Come si riprenderà a settembre? Riaprire le scuole sembra la strada migliore da seguire, con prudenza e buon senso
Studi su quelle realtà che hanno evitato il lockdown per le scuole dicono che il rischio per la comunità è di poco conto.
Come riprenderà la scuola a settembre? Questa è la domanda che un po’ tutti si fanno cercando di vedere più chiaro nello scenario nebuloso di oggi, tra stato di emergenza, direttive ministeriali, preoccupazioni dei presidi, incubo spazi e chi più ne ha più ne metta. Ci sono, tra le tante, anche le domande sui banchi a rotelle, sulle mascherine per i più piccoli, sui numeri da rispettare nelle classi, sui turni doppi o tripli per chi avesse problemi di spazio e/o sovraffollamento. Senza dimenticare la spada di Damocle dell’eventuale contagio in classe: cosa si farà se un alunno dovesse risultare positivo al virus? Di chi e fino a che punto sono le responsabilità? Quali i protocolli da seguire?
Davvero troppo intricato il sentiero per cercare di seguirlo, e allora qui proviamo a raccogliere alcune suggestioni che emergono nel frattempo sui media e nei dibattiti.

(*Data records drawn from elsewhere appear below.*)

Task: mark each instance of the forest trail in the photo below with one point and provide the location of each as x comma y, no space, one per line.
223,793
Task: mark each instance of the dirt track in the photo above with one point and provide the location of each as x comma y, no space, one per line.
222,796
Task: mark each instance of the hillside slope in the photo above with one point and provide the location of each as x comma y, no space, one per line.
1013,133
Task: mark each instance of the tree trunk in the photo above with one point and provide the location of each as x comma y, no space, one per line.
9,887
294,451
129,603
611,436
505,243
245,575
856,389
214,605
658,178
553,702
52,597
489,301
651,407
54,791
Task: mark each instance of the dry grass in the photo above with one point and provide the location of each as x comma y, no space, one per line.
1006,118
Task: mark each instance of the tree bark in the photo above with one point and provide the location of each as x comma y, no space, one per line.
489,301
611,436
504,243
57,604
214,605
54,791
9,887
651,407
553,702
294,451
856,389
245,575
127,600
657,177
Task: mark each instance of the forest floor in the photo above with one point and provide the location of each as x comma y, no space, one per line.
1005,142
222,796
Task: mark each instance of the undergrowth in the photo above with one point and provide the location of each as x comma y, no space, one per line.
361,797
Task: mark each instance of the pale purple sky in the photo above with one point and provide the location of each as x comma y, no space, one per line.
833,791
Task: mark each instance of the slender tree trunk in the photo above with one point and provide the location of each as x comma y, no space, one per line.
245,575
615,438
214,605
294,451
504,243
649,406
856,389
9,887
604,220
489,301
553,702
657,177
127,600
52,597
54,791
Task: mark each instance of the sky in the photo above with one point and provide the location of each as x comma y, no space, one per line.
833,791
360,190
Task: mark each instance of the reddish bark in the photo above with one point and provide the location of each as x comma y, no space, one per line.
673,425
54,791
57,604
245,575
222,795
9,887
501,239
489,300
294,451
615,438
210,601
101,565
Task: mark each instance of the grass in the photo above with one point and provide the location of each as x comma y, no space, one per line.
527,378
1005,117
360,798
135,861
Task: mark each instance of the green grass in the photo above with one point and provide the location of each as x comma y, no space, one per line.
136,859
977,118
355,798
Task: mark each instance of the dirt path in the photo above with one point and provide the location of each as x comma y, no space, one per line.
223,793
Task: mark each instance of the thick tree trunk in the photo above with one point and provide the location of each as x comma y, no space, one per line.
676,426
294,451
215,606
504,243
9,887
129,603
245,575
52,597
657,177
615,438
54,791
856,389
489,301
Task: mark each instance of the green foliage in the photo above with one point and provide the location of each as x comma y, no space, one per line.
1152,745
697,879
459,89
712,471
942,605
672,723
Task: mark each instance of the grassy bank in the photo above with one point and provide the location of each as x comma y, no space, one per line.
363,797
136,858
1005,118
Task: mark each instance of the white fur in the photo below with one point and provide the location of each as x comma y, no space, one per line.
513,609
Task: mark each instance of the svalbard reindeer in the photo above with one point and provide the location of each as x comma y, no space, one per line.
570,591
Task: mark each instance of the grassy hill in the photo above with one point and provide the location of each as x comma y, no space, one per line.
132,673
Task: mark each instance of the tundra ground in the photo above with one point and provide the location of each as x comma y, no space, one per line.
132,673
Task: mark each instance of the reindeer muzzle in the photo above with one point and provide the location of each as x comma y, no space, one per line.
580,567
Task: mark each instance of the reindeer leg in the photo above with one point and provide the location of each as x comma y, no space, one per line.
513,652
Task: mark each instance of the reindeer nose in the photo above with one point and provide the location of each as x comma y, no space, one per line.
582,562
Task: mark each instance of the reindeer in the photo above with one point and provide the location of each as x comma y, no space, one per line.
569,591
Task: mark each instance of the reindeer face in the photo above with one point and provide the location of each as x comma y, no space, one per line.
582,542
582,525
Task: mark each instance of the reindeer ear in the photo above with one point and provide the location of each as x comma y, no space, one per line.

La prima viene da alcune ricerche fatte sul campo dove, nei mesi scorsi, le scuole sono state aperte (in alcuni Paesi non hanno mail chiuso) e gli alunni hanno cercato di continuare una vita normale tra i banchi. Così sembrerebbe, ad esempio, che per i bambini più piccoli il rischio di contagio sia basso, così come il rischio di trasmettere a loro volta l’infezione ai familiari. Diversa invece la situazione dei ragazzi più grandi, dalle scuole superiori in su: hanno più probabilità di contrarre e trasmettere la malattia, anche se in forma lieve. Per chi ha meno di 12 anni anche la questione “distanziamento” sembrerebbe perdere importanza, mentre la riacquista tra gli adolescenti, per i quali anche la mascherina sembrerebbe un presidio da non abbandonare.
Studi su quelle realtà che hanno evitato il lockdown per le scuole dicono che il rischio per la comunità è di poco conto. Ad esempio, in Danimarca si sono aperte le scuole appena i casi di Covid cominciavano a diminuire tra la popolazione e non è successo niente; in Olanda mentre il numero di nuove infezioni risultava stabile, il numero di nuovi casi è rimasto uguale e addirittura è diminuito proprio mentre le scuole si riaprivano. Un andamento simile si è verificato in Finlandia, Belgio e Austria.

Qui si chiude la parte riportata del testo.